The Baihetan Dam has a towering height of 289 metres but has taken only four years to build. It had been in the planning stages for around a decade when, in 2011, China decided to build four dams on the Jinsha river, also including Xiluodu, Xiangiaba and Wudongde, with a combined installed capacity of 43GW.
CCTV, China’s state media channel, focused on the advanced engineering required to get the project up and running.
In a letter endorsing the project, President Xi Jinping said: “As a major project in China’s west-east power transmission program, Baihetan is the largest and most technically difficult hydropower project currently under construction in the world.”

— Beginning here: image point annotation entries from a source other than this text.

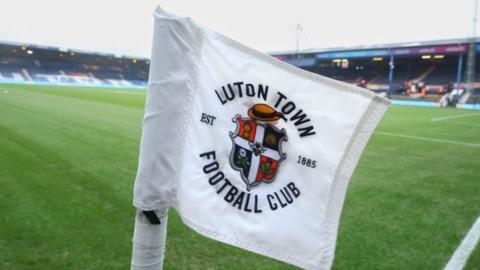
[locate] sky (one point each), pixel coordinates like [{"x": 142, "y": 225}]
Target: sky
[{"x": 124, "y": 27}]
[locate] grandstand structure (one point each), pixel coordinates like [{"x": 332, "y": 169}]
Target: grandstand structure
[
  {"x": 434, "y": 72},
  {"x": 26, "y": 63},
  {"x": 415, "y": 71}
]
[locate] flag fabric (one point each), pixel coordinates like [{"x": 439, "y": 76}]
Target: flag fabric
[{"x": 249, "y": 150}]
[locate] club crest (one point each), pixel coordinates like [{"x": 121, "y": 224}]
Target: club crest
[{"x": 257, "y": 145}]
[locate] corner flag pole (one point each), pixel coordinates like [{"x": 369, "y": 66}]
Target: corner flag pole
[{"x": 149, "y": 239}]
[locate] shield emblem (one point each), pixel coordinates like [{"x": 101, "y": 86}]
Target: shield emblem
[{"x": 256, "y": 150}]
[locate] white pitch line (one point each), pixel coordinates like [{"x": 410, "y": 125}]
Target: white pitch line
[
  {"x": 453, "y": 117},
  {"x": 460, "y": 257},
  {"x": 427, "y": 139}
]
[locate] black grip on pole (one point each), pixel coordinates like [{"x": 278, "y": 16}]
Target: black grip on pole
[{"x": 152, "y": 217}]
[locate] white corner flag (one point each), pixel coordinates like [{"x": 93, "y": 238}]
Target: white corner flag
[{"x": 249, "y": 150}]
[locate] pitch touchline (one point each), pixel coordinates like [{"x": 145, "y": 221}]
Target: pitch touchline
[
  {"x": 460, "y": 257},
  {"x": 453, "y": 116},
  {"x": 427, "y": 139}
]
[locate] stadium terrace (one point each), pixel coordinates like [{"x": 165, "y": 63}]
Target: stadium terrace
[{"x": 430, "y": 73}]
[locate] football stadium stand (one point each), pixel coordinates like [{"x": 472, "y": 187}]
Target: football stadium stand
[
  {"x": 431, "y": 72},
  {"x": 24, "y": 63},
  {"x": 428, "y": 71}
]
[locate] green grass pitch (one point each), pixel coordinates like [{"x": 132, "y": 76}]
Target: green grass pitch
[{"x": 68, "y": 159}]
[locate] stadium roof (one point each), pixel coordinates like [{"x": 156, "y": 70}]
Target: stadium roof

China will use ultra high-voltage (UHV) transmission technology to move power from the collection of dams in the south west to Shanghai and other eastern cities. As well as the electricity generated, it will give China greater control over the water flows during its heavy summer floods.
It also helps China to cut its reliance on coal after its commitment in September 2020 to reach net zero carbon by 2060. CCTV said that once fully operational, it would negate the need to burn 20 millions tons of coal annually.
Despite the rhetoric from one of the Government’s official mouthpieces, China is still one of the world’s largest consumers of coal and is pushing ahead with a number of new coal-fired power plants.
While hydropower has a much lower direct carbon impact than coal burning, it is becoming increasingly unpopular in other countries due to its significant impact on the local environment as it floods communities and disrupts the natural ecology of rivers.